Sometimes, the Most Valuable Asset in a Divorce Is Your Pet

Not all families involve children. Even those that do may also include four-legged family members. Pets and companion animals often wind up overlooked in the early stages of a divorce. It can take someone a little bit of time to come around to the realization that a divorce will affect their "fur baby" as well as their children and finances.

For many people, especially those without children, possession of a pet after a divorce can quickly become a very contentious issue. If you feel worried about how you and your spouse will address your pets in your divorce, educating yourself about Colorado's approach to animals in a divorce can help.

Colorado courts view animals as property, not as people

While you know that your pet is a very important part of your family, legally speaking, your pet is a possession. Companion animals often have large emotional value to the people who raise and care for them. However, from the point of view of the court, it is a possession, not afforded the same rights and considerations as a person.

Unless your animal is a prize-winning show dog or a champion breeder, the financial value of your animal is probably relatively small. The courts will not assign an arbitrary value simply because both you and your spouse hold strong emotional attachments to the dog. Certain other factors, like the attachment of minor children and their living arrangements in a divorce, could affect how the courts handle your pet.

You may be able to negotiate for possession of the dog with your spouse prior to filing divorce. Most likely, you will have to offset maintaining ownership of the animal with some other valuable consideration. The courts will likely approach who keeps your pet in the same manner. In a best-case scenario, they may consider who spent more time with the animal or who can provide a better home.
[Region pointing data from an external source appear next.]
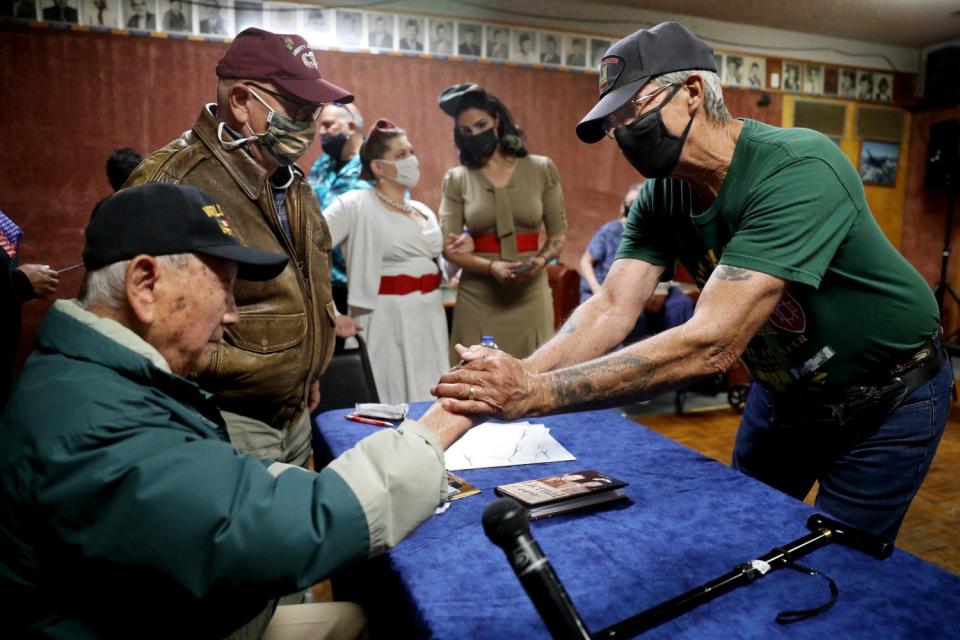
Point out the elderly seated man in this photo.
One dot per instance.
(125, 511)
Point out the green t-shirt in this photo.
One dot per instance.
(792, 206)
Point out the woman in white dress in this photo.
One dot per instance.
(392, 244)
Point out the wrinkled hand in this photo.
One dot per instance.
(501, 386)
(346, 327)
(459, 244)
(43, 279)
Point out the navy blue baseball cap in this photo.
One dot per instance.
(630, 62)
(161, 219)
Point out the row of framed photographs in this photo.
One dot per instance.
(348, 28)
(810, 78)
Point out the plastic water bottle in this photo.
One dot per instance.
(487, 341)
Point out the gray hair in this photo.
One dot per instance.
(712, 92)
(107, 286)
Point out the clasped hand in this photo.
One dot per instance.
(489, 382)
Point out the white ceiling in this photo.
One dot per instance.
(908, 23)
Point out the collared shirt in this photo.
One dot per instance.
(329, 181)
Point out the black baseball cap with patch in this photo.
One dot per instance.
(161, 219)
(629, 63)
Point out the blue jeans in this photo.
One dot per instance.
(868, 484)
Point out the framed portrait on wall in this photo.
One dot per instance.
(551, 48)
(215, 17)
(59, 11)
(440, 37)
(249, 14)
(525, 46)
(498, 42)
(598, 47)
(756, 72)
(791, 76)
(349, 25)
(381, 30)
(140, 15)
(575, 51)
(883, 87)
(813, 79)
(878, 163)
(103, 13)
(411, 34)
(469, 39)
(281, 17)
(847, 85)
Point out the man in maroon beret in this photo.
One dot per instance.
(242, 151)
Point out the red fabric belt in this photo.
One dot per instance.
(402, 285)
(489, 243)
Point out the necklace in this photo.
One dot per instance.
(404, 206)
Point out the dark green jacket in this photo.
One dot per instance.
(125, 511)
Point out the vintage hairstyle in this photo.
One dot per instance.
(511, 138)
(376, 145)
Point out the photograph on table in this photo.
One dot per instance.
(282, 17)
(381, 28)
(878, 163)
(756, 72)
(733, 74)
(440, 37)
(575, 48)
(813, 79)
(249, 13)
(216, 18)
(469, 39)
(176, 16)
(101, 13)
(525, 46)
(865, 85)
(348, 26)
(551, 48)
(140, 15)
(883, 89)
(498, 42)
(411, 34)
(791, 76)
(598, 47)
(317, 26)
(59, 11)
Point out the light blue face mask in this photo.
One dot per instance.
(285, 139)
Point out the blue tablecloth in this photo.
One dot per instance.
(690, 519)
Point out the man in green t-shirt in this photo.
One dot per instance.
(839, 331)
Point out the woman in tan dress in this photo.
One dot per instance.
(502, 195)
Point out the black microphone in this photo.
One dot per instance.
(507, 524)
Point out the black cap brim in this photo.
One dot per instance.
(252, 264)
(590, 128)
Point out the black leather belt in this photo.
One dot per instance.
(861, 402)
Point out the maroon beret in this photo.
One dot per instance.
(285, 59)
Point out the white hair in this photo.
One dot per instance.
(712, 92)
(107, 286)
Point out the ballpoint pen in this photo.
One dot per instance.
(377, 423)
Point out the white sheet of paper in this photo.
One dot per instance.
(494, 444)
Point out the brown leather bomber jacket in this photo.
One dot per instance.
(265, 364)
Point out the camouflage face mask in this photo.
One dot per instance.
(285, 139)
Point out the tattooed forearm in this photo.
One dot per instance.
(723, 272)
(589, 385)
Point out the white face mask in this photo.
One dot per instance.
(408, 171)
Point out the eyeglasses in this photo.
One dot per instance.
(629, 112)
(301, 112)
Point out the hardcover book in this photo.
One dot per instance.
(563, 493)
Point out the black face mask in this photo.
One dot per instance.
(480, 146)
(650, 148)
(333, 145)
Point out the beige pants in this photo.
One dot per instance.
(290, 445)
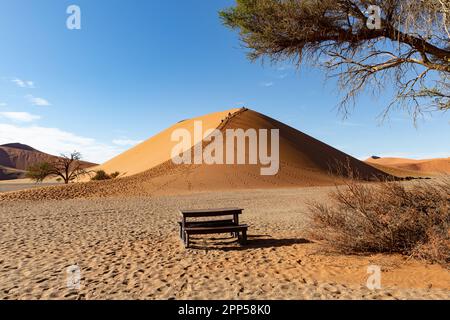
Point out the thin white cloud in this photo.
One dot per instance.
(126, 142)
(349, 124)
(41, 102)
(56, 141)
(268, 84)
(23, 83)
(19, 116)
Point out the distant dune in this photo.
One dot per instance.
(413, 167)
(149, 170)
(16, 158)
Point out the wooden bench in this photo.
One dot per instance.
(241, 229)
(232, 226)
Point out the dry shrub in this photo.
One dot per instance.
(387, 217)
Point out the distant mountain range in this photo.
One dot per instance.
(16, 158)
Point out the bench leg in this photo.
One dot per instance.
(186, 239)
(243, 238)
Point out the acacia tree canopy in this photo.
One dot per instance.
(66, 167)
(410, 52)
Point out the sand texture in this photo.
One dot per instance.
(304, 162)
(128, 248)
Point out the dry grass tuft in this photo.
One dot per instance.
(389, 217)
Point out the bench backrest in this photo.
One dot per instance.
(210, 212)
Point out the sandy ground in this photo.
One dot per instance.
(23, 184)
(128, 248)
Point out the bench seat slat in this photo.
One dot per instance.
(212, 230)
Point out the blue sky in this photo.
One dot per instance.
(137, 66)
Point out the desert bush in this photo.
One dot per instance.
(387, 217)
(102, 175)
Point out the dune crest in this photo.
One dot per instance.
(304, 162)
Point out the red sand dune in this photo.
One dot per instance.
(304, 161)
(429, 166)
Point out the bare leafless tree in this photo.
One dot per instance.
(409, 52)
(67, 167)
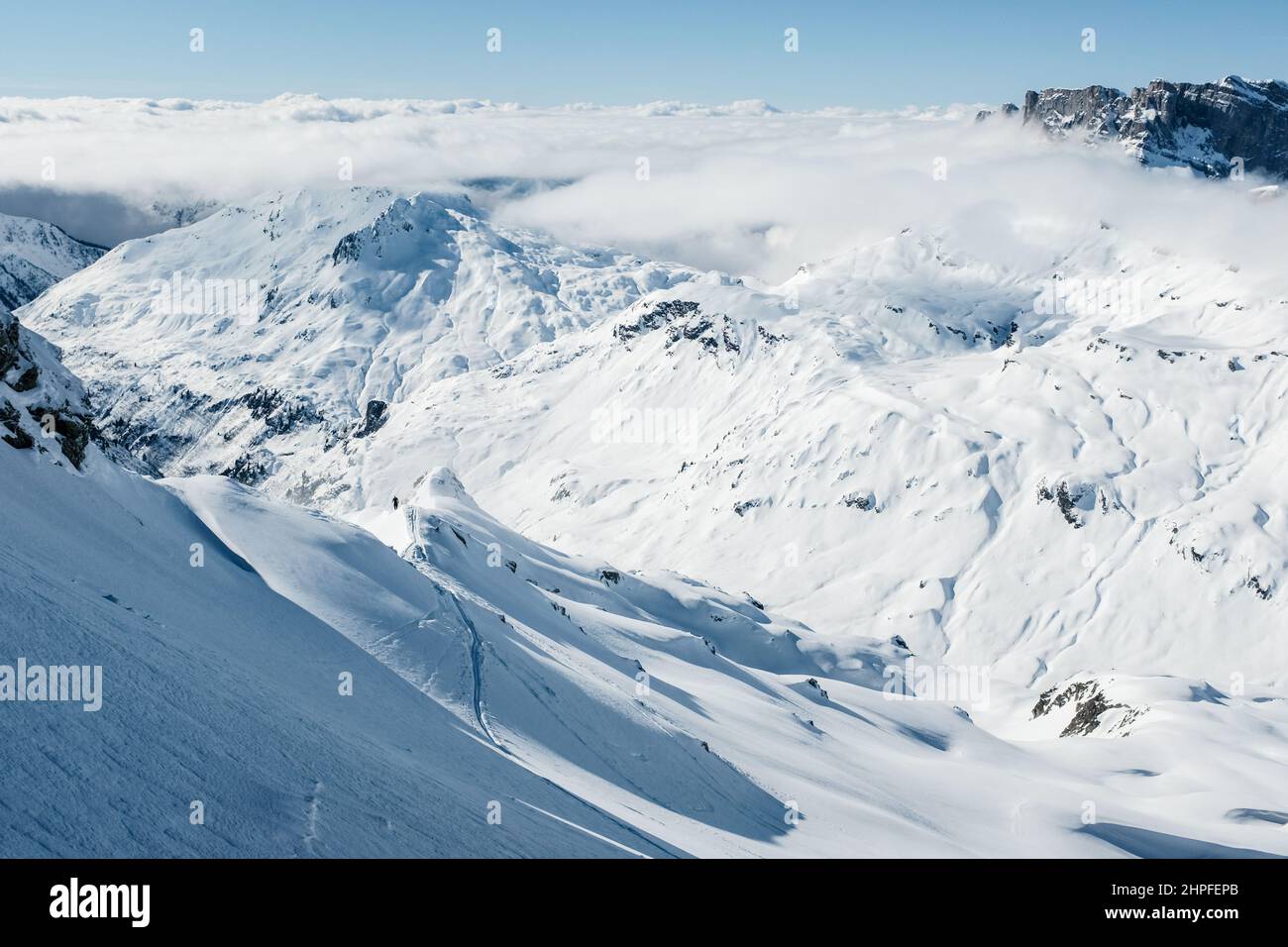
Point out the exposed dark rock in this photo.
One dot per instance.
(859, 500)
(12, 421)
(1090, 703)
(250, 470)
(374, 419)
(73, 431)
(658, 316)
(1199, 125)
(27, 380)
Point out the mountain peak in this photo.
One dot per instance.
(1218, 129)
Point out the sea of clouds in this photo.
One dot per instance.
(743, 188)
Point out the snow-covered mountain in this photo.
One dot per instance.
(34, 256)
(307, 315)
(1210, 127)
(314, 693)
(1042, 470)
(742, 569)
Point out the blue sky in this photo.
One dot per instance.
(617, 52)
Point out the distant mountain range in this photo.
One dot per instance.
(1207, 127)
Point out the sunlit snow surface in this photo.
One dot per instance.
(897, 454)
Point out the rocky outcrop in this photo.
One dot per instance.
(1214, 128)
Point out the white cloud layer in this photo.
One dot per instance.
(742, 187)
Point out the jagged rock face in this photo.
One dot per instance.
(34, 256)
(42, 405)
(1201, 125)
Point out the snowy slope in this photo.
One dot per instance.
(604, 712)
(340, 304)
(703, 720)
(218, 689)
(927, 437)
(34, 256)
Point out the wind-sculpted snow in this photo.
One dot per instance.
(275, 682)
(1042, 464)
(34, 256)
(300, 315)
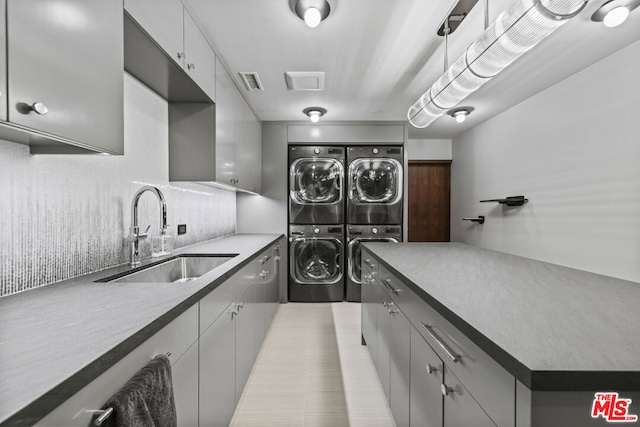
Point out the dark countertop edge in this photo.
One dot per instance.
(45, 404)
(534, 380)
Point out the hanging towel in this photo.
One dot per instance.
(146, 400)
Most times, sadly, that level of concern for the animal will not occur in court.

Is your pet marital property or separate property?

One of the most important factors that will determine how the courts handle your pet is when you obtained your pet and how you did so. Typically, anything you acquired during marriage belongs jointly to you and your spouse.

Exceptions to this rule include when something you own was a gift or part of an inheritance. If a friend gave you your pet, you may be able to claim your pet as separate property. The same may also be true if you inherited your pet from a deceased loved one. Similarly, if either spouse owned the animal prior to marriage, that may make the animal separate property.

However, if both spouses contributed to the maintenance and care of that animal during the marriage, including by walking the dog, cleaning the cat litter or paying veterinary bills, that could make the courts consider your pet marital property, even if it would otherwise be separate property.

Unless you have an ironclad case for your pet being separate property, chances are strong that the courts will view it as marital property. You should prepare yourself for the possibility that your spouse will receive the pet, not you, and decide now how much you are willing to compromise to secure possession of your pet in a divorce.